İktisadi İdari ve Sosyal Bilimler Fakültesi - iisbf@gelisim.edu.tr

Siyaset Bilimi ve Uluslararası İlişkiler (İngilizce)








 İGÜ Siyaset Bilimi ve Uluslararası İlişkiler bölümü 17'nci E-bültenini yayımladı


Günümüzde devam eden Güney Kore-Japonya gerginliğinin arkasında hangi faktörler mevcuttur?

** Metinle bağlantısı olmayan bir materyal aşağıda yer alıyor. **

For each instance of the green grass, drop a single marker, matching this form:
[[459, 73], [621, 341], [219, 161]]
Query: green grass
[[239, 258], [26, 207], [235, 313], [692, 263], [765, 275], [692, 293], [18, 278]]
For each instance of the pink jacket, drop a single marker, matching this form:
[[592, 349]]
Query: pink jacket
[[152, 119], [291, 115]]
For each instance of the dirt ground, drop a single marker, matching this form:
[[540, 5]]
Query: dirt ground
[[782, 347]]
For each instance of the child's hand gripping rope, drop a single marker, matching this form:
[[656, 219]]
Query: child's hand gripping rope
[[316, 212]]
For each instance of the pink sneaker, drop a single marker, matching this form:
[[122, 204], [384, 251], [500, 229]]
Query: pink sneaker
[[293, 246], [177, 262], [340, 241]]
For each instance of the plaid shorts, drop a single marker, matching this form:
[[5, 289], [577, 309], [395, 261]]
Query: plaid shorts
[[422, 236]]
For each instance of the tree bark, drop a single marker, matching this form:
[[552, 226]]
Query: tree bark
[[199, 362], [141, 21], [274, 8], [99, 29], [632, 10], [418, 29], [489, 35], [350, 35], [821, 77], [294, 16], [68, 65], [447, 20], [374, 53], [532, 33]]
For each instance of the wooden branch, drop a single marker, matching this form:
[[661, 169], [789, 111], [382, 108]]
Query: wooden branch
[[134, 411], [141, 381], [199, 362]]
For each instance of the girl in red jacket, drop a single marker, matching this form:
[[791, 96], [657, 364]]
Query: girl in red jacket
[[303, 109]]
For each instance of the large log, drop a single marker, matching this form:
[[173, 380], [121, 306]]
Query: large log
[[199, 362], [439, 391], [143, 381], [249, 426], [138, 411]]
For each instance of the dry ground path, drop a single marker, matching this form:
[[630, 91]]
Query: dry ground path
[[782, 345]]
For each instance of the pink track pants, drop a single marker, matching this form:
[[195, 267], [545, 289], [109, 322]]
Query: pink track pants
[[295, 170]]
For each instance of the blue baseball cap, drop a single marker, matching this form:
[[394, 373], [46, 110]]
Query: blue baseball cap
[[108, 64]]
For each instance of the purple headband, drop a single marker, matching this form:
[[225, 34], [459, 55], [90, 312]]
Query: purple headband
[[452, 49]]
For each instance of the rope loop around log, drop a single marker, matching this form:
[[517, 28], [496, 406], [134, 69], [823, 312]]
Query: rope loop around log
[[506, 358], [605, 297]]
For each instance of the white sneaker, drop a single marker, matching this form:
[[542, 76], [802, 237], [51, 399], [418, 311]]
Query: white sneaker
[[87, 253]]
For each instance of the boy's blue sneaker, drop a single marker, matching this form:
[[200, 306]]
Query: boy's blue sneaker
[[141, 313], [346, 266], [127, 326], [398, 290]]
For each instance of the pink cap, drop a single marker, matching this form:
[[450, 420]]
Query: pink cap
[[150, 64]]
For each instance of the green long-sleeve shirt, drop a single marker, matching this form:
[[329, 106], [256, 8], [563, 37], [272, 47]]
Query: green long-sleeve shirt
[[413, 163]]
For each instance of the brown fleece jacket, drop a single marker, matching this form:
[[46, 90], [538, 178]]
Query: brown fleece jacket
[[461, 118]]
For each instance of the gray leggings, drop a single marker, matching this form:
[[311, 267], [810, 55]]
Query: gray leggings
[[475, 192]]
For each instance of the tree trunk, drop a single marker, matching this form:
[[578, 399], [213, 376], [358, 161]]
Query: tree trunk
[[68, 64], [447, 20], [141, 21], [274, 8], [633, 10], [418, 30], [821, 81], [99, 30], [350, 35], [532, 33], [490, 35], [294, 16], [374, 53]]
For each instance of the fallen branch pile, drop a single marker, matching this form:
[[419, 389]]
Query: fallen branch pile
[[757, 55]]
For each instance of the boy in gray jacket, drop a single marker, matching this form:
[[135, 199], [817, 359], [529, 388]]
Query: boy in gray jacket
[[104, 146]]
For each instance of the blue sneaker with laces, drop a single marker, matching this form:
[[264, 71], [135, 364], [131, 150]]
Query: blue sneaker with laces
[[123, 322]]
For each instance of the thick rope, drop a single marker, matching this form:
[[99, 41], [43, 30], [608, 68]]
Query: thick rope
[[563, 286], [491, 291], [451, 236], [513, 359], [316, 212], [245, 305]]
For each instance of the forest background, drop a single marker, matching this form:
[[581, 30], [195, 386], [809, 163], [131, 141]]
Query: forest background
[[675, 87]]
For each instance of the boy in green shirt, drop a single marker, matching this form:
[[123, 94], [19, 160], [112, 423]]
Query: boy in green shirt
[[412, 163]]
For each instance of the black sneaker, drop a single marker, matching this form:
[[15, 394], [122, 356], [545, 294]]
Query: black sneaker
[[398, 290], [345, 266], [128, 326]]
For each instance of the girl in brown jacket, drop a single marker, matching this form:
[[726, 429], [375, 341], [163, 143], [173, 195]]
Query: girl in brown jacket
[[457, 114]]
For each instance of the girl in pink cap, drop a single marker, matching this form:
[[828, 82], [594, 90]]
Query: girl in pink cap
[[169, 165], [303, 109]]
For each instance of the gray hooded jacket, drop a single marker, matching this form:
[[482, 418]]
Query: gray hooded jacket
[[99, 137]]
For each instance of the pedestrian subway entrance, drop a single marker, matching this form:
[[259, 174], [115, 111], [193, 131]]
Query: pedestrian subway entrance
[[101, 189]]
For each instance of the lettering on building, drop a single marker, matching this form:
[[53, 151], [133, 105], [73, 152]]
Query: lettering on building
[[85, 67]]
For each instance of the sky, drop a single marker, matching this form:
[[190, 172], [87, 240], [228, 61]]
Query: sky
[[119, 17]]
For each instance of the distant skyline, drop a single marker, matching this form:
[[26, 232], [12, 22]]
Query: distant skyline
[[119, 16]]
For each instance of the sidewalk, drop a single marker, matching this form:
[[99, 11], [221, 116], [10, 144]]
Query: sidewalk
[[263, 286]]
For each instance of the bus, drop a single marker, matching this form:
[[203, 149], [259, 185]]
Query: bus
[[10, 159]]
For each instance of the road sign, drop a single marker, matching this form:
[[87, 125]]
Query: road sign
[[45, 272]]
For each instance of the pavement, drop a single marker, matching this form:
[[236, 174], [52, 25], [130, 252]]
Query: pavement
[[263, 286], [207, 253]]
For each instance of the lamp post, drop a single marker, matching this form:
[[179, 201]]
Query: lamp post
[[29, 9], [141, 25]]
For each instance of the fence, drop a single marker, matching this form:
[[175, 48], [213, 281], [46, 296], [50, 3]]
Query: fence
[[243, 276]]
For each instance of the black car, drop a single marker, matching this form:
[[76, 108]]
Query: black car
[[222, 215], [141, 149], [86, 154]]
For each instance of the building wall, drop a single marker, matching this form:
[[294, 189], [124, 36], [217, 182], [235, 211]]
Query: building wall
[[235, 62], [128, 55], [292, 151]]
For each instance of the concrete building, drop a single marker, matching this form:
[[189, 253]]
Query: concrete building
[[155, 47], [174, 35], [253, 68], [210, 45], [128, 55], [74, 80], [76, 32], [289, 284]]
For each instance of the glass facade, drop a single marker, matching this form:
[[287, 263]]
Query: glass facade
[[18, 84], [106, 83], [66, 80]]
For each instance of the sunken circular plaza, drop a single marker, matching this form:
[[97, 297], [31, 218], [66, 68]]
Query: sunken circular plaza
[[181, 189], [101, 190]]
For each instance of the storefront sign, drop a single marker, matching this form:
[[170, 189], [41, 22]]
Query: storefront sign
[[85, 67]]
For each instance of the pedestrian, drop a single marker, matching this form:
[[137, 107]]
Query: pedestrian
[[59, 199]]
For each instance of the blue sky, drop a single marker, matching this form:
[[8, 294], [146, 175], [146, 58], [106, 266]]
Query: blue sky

Orta Doğu bölgesi ile birlikte dünyanın en istikrarsız bölgesi sayılan Uzak Doğu bölgesinin en önemli sorunlarından biri de Güney Kore-Japonya anlaşmazlığıdır. Bu anlaşmazlık uzun bir tarihe dayanmakta olup genellikle sadece Güney Kore-Japonya ilişkileri kapsamında ele alındığından, söz konusu anlaşmazlığı geniş bir dünya siyaseti perspektifinden değerlendirmeye yönelik analizler henüz yeterli değildir. Bu analiz Güney Kore-Japonya anlaşmazlığını Güney Kore ve Japonya politikalarının yanı sıra bölgedeki ABD-Çin rekabeti ve ABD’nin Uzak Doğu politikası bağlamında ele almaya çalışmaktadır.
 

Güney Kore ve Japonya İç Politikaları Bağlamında Güney Kore-Japonya Anlaşmazlığı


Günümüzde Güney Kore ve Japonya arasındaki gerginlik gitgide artmaktadır. Aslında Güney Kore ve Japonya arasında, özellikle 1910 yılında Japonya’nın Kore’yi ilhakından sonraki gelişmelerden kaynaklanan ciddi bir husumet mevcuttur. Japonya bu döneme ilişkin sorunların 1965 yılındaki “Japonya-Güney Kore Anlaşması” ile tamamen çözüldüğünü ileri sürerken, Güney Kore ise şahısların tazminat talep etme hakkının halen mevcut olduğunu iddia etmektedir. Böylece Güney Kore-Japonya anlaşmazlığı günümüzde de henüz çözülememiş durumdadır.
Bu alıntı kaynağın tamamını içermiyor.